PCBs are leading culprits in the decline of Southern Resident Killer Whales in Puget Sound. Photo courtesy of NOAA.
A paper in the journal Water Research sheds new light on a novel ‘in place’ treatment option that effectively lowers risk by reducing the activity of PCBs in the sediment. The paper, co-authored by PSI director Joel Baker shows how adding granulated activated carbon (GAC) affects bacterial dechlorination of PCBs in Baltimore Harbor, which “has the potential to promote greater degradation [of PCBs] in situ.”
Read the full paper:
B.V. Kjellerup, C. Naff, S.J. Edwards, U. Ghosh, J.E. Baker, K.R. Sowers. 2014. Effects of activated carbon on reductive dechlorination of PCBs by organohalide respiring
bacteria indigenous to sediments. Water Research. http://dx.doi.org/10.1016/j.watres.2013.12.030.
Read more about the effects of PCBs in the Encyclopedia of Puget Sound.
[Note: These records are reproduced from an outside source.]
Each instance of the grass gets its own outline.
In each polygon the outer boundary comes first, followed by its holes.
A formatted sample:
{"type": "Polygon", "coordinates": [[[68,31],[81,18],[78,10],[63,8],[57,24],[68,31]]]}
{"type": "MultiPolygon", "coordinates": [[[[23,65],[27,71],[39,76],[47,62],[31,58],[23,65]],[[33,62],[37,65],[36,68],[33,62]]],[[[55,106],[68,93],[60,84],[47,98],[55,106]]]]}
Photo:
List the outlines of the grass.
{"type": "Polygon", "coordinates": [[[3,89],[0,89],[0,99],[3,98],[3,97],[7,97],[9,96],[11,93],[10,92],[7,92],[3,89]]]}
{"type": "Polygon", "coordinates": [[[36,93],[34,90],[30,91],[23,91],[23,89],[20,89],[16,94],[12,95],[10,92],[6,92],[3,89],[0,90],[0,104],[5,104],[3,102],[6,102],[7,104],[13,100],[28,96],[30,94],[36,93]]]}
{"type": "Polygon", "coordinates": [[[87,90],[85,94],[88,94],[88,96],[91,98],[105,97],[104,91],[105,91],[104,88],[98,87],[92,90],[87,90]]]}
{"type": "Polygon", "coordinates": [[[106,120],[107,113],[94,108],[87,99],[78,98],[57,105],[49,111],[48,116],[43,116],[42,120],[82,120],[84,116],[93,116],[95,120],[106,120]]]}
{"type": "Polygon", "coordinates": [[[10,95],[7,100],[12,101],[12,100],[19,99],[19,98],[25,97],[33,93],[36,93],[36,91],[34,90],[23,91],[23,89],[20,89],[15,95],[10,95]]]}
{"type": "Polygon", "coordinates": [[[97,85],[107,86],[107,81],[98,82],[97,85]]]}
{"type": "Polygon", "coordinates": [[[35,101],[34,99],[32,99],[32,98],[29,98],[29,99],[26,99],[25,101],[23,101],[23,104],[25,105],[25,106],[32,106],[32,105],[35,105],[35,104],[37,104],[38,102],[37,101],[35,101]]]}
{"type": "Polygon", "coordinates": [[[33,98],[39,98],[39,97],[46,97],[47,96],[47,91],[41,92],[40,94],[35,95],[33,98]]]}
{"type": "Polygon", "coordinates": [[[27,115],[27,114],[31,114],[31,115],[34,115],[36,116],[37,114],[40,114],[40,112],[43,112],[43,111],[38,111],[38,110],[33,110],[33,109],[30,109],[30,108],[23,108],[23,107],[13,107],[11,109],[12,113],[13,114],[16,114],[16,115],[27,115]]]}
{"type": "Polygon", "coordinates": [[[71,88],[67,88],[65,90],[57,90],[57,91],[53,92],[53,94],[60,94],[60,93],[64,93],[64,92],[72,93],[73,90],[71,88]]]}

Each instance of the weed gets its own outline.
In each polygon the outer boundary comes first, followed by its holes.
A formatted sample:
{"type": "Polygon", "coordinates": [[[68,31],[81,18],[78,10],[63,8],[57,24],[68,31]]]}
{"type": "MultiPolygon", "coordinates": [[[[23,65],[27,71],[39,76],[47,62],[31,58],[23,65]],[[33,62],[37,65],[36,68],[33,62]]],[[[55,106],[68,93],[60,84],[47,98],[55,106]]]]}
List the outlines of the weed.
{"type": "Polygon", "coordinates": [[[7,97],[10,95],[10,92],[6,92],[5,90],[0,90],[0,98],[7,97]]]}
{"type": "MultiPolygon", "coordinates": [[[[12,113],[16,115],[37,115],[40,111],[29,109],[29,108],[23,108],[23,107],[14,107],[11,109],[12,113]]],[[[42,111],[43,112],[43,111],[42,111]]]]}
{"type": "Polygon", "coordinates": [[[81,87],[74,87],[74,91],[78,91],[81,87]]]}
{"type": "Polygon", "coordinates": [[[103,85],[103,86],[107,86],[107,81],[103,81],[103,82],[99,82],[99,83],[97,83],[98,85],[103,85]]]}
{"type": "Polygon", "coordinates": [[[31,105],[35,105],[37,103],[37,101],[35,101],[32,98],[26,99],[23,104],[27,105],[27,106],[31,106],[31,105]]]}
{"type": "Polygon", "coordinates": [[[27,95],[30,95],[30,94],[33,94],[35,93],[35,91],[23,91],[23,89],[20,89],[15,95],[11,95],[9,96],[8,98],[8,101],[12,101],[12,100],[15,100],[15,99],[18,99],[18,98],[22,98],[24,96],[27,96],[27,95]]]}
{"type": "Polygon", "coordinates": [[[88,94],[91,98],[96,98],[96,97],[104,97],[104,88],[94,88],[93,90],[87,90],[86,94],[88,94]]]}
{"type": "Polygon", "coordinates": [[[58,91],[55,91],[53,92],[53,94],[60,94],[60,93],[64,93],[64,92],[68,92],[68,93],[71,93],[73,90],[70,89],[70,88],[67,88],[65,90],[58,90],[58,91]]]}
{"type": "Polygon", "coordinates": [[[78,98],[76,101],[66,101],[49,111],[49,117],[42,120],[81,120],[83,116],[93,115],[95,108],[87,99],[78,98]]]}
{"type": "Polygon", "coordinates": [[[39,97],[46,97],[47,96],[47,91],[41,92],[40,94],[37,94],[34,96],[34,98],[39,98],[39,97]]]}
Is technology changing the way we think about ecosystem information? PSI’s Encyclopedia of Puget Sound will host a two-part session on new approaches to ecosystem synthesis at this spring’s Salish Sea conference.
Presentations will run the gamut from demonstrations of visualization software to wiki-based conceptual models. The session will conclude with a 30-minute panel discussion featuring Joel Baker, University of Washington Puget Sound Institute, Rob Fatland of Microsoft Research, Amy Merten of NOAA’s Office of response and Restoration, Ian Perry of Fisheries and Oceans Canada, and Charles Simenstad, University of Washington School of Aquatic and Fishery Sciences.